Départementalisée/assimilée en 1946, la Guadeloupe a toujours résisté au projet d’évolution statutaire, dans une sorte » d’éternel acte manqué » dit Claude Edmond. La réforme territoriale va mettre fin au statu quo. L’archipel guadeloupéen va cesser d’être un département puisqu’il n’y aura plus de département en France. Regard sur un dossier complexe.
» IL SE PEUT QUE LA VERITE SOIT TRISTE »
Ernest RENAN
A l’inverse de la Guyane et de la Martinique, les multiples travaux des élus réunis en congrès, n’ont jamais pu aboutir à un consensus autour d’un projet guadeloupéen. A cet éternel acte manqué, c’est le droit commun qui continue à s’appliquer au même titre que la métropole. Avec la suppression du département, notre choix viscéral et constant de l’assimilation nous imposera malgré nous une collectivité unique.

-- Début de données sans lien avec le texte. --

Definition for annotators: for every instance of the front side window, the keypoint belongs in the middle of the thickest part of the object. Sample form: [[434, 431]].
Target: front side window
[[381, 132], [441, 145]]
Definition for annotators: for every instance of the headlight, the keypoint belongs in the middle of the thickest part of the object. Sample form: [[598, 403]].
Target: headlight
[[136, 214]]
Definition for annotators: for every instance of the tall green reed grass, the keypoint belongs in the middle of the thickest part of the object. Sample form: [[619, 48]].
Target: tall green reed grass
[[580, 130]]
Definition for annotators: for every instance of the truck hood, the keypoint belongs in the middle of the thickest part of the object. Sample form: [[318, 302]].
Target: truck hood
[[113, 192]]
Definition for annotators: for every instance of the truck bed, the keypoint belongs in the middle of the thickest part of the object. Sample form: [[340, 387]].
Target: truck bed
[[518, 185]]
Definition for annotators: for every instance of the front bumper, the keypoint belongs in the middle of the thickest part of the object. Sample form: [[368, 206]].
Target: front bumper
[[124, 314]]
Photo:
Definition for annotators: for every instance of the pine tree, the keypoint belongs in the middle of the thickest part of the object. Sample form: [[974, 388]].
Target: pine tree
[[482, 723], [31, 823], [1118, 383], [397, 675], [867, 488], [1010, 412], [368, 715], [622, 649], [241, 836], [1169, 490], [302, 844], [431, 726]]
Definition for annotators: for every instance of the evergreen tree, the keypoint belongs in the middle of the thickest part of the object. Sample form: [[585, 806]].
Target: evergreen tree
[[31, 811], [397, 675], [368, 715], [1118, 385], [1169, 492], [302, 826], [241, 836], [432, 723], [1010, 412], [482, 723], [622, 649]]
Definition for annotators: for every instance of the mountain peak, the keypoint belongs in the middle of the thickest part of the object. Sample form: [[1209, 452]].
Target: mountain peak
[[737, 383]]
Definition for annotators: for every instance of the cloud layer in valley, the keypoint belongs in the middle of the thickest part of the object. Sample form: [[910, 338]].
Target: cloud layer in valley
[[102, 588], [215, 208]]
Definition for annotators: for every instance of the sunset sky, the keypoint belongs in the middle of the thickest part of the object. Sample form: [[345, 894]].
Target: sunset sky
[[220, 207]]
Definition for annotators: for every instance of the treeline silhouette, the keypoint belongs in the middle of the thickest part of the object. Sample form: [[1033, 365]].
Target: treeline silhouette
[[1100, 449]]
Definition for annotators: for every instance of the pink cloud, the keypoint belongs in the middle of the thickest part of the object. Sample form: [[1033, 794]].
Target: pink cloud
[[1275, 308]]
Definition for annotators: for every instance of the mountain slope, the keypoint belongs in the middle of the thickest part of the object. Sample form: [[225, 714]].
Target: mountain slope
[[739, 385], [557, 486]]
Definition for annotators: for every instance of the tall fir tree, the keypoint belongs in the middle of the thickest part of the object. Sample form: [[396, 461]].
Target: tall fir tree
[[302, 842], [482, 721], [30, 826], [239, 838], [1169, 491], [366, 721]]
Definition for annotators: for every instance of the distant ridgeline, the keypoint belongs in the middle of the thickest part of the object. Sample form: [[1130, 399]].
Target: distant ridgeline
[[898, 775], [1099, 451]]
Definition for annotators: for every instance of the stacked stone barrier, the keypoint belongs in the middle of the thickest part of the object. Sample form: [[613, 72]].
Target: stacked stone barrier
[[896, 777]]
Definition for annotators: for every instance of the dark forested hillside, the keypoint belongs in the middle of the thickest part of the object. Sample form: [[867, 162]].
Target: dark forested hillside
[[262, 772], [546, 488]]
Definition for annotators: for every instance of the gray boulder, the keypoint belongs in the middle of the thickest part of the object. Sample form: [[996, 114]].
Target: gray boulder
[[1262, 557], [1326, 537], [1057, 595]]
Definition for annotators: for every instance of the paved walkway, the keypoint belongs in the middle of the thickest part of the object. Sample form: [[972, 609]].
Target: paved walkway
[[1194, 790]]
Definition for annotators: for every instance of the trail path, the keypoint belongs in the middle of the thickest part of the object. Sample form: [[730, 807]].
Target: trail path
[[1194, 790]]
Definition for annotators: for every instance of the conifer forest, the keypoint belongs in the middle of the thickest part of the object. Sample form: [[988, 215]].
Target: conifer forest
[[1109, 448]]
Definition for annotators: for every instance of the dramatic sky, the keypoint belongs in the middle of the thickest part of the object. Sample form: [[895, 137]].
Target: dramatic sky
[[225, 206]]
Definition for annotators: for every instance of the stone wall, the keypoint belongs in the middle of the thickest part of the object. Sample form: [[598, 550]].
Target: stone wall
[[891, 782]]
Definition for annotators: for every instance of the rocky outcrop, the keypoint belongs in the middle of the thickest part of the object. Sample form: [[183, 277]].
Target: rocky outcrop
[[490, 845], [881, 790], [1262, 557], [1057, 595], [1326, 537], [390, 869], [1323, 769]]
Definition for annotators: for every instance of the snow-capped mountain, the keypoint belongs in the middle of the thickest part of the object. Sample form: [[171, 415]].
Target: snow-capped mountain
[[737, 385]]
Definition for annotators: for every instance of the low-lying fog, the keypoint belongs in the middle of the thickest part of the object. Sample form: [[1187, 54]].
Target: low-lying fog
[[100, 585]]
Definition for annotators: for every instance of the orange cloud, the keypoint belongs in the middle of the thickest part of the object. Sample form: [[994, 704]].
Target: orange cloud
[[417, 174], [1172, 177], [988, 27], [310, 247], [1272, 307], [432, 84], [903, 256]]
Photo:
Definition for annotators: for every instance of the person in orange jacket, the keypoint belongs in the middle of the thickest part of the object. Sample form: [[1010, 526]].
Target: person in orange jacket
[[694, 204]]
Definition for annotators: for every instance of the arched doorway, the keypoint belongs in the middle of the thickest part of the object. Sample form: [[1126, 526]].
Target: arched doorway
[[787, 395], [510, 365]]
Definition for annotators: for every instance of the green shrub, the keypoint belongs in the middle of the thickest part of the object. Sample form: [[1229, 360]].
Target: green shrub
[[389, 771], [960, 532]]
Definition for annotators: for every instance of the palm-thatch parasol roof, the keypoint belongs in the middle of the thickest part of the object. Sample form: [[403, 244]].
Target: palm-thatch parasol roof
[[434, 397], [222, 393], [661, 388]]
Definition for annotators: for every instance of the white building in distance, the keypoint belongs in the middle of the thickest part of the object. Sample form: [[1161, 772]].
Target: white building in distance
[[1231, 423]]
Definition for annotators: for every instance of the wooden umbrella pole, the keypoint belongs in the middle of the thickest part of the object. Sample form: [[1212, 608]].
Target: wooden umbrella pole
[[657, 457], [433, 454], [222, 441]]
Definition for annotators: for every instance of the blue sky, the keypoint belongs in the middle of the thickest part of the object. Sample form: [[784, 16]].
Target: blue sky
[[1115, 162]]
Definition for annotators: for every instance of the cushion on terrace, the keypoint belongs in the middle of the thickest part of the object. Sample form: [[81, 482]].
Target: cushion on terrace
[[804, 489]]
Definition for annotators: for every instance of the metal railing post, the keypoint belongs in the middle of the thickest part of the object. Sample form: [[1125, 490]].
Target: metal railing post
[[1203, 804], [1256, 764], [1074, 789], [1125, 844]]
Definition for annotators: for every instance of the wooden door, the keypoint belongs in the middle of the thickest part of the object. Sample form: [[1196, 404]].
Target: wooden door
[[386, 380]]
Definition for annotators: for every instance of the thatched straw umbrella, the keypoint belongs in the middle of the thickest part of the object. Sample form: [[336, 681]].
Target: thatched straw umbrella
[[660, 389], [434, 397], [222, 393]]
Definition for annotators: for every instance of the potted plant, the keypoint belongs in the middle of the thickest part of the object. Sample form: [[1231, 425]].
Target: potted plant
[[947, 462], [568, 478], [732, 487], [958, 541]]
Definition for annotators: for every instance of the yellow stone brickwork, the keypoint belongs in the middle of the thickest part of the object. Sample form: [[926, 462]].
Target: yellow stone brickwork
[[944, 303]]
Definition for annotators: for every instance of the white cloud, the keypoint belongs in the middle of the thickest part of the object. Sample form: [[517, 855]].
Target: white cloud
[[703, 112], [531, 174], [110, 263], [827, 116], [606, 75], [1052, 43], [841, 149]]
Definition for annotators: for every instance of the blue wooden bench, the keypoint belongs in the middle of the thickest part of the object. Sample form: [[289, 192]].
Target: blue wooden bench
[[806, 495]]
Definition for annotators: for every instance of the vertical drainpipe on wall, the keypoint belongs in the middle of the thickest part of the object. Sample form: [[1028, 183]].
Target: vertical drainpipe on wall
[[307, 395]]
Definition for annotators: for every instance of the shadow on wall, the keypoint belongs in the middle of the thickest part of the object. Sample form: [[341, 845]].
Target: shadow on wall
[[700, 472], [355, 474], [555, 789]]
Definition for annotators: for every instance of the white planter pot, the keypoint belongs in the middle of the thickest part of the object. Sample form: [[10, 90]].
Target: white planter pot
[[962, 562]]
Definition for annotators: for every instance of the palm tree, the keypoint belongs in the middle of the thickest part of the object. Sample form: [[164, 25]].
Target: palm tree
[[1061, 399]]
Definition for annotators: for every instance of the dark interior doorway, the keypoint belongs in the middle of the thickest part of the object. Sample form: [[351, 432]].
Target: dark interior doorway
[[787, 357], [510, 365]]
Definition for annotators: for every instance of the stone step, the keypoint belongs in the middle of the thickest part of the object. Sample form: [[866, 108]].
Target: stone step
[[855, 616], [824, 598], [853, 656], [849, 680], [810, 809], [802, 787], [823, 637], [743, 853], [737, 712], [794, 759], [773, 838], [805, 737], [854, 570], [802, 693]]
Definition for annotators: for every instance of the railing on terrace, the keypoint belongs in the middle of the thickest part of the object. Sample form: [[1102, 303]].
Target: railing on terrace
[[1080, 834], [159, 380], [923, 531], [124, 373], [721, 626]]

A ce jour, cette perspective est vécue comme la première marche vers l’escalier de la séparation avec la « mère patrie ».
Le paradoxe de l’histoire, cette simple réforme administrative octroyée par Paris, semble être la seule voie possible pour contourner le statut quo institutionnel dans lequel s’est installée la Guadeloupe. Au fil du temps, elle a pris go ût jusqu’à s’enivrer.
En outre, le veto populaire issue de la réforme constitutionnelle du 28 mars 2003 semble écarté : « aucun changement ne peut intervenir sans que le consentement des électeurs ait été préalablement recueilli « . La Guadeloupe pourra-t-elle se remettre de cette amputation institutionnelle ! Les plus récalcitrants pourraient être tentés de paraphraser
la formule de François Mauriac : « j’aime tant la Guadeloupe, que je préfère qu’il y en ait deux collectivités »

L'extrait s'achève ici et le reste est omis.